Secret Service Runs At "Six Sixes" Availability
PCM2 writes "ABC News is reporting that the US Secret Service is in dire need of server upgrades. 'Currently, 42 mission-oriented applications run on a 1980s IBM mainframe with a 68 percent performance reliability rating,' says one leaked memo. That finding was the result of an NSA study commissioned by the Secret Service to evaluate the severity of their computer problems. Curiously, upgrades to the Service's computers are being championed by Senator Joe Lieberman of Connecticut, who says he's had 'concern for a while' about the issue."
To windows, and get 73% uptime!
Or.. that other OS that you don't have to license per seat, and get in the solid 90+% uptime.
Support FSF: Stop thinking with your wallet, and think with your imagination. (cc/non-commercial)
Mainframes of yore had a hell of a lot of moving parts: a large system might have dozens of tape drives and disk drives. Tape drives in particular broke down all the time and were taken offline until the maintenance guy came for his weekly or monthly visit and tightened the belts or whatever the hell they did. Knuth remarked on that situation in his magnum opus TAOCP vol 3 on sorting and searching. In the part about sorting with tape drives, he remarked that he'd never seen a large computer installation where all the tape drives were working. You'd have a computer with ten tape drives, two of them would be down pending repairs, and you'd use the other eight. In other words your computer was operational but not FULLY operational.
There is a similar situation in today's data centers. Even at the wimpy little shop I worked in last year (about 2000 computers) some were always down. We were doing pretty good if the number down at any moment was less than a few dozen. I don't think we ever had a single day of being fully operational (every single computer up at the same time). That was fine, it wasn't a requirement, it was a distributed system and the data and functions were all sufficiently replicated that we kept running, by design, even with parts of the system unavailable.

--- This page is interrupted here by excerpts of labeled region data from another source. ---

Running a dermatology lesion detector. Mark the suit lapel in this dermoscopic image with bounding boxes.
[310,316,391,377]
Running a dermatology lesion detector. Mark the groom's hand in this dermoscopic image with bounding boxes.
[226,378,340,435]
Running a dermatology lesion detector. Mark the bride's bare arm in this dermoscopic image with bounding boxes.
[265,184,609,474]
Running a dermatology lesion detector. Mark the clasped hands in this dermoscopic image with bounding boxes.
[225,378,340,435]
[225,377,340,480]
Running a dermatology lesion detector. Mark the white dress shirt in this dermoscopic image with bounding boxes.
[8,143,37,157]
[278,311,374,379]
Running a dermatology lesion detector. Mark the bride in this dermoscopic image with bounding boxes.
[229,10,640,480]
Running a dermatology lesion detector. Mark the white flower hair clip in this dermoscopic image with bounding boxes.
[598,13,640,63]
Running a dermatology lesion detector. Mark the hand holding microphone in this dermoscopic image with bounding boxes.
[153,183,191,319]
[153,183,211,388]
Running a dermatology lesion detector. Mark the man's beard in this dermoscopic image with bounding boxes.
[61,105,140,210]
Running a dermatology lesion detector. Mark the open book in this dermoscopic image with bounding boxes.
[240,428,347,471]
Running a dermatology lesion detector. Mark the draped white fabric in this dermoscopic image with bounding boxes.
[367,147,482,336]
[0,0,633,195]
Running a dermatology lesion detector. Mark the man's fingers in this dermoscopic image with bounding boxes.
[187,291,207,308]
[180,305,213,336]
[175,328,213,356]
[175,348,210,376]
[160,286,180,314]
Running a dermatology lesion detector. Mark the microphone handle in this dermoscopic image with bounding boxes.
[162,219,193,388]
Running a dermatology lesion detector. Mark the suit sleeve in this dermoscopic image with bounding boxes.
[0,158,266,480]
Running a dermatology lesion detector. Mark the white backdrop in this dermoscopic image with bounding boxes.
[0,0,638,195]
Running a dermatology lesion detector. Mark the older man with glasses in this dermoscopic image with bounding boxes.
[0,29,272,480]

There's something about this whole thing that simply doesn't ring true. I believe parts, I believe they have a 1980's main frame, I believe it's not terribly reliable but something about the whole: leaked memo according to Joe Leiberman, we need more money, they won't give us more money' spiel sounds off. I suspect they have huge chunks of computing that's much newer and reliable, I'd be shocked if that IBM serves any significant purpose.
If nothing else I predict a large percentage of the umpteen million dollar final cost somehow going to Connecticut, but I'm probably just incredibly jaded.
it's an IBM mainframe. They can replace it with another (modern) IBM mainframe, no code change necessary. Posting anonymously, so you can believe it or not, but I do have a clue about the specifics. It's not a technical problem, it's not a financial problem, it's a bureaucratic problem. Government at it's finest.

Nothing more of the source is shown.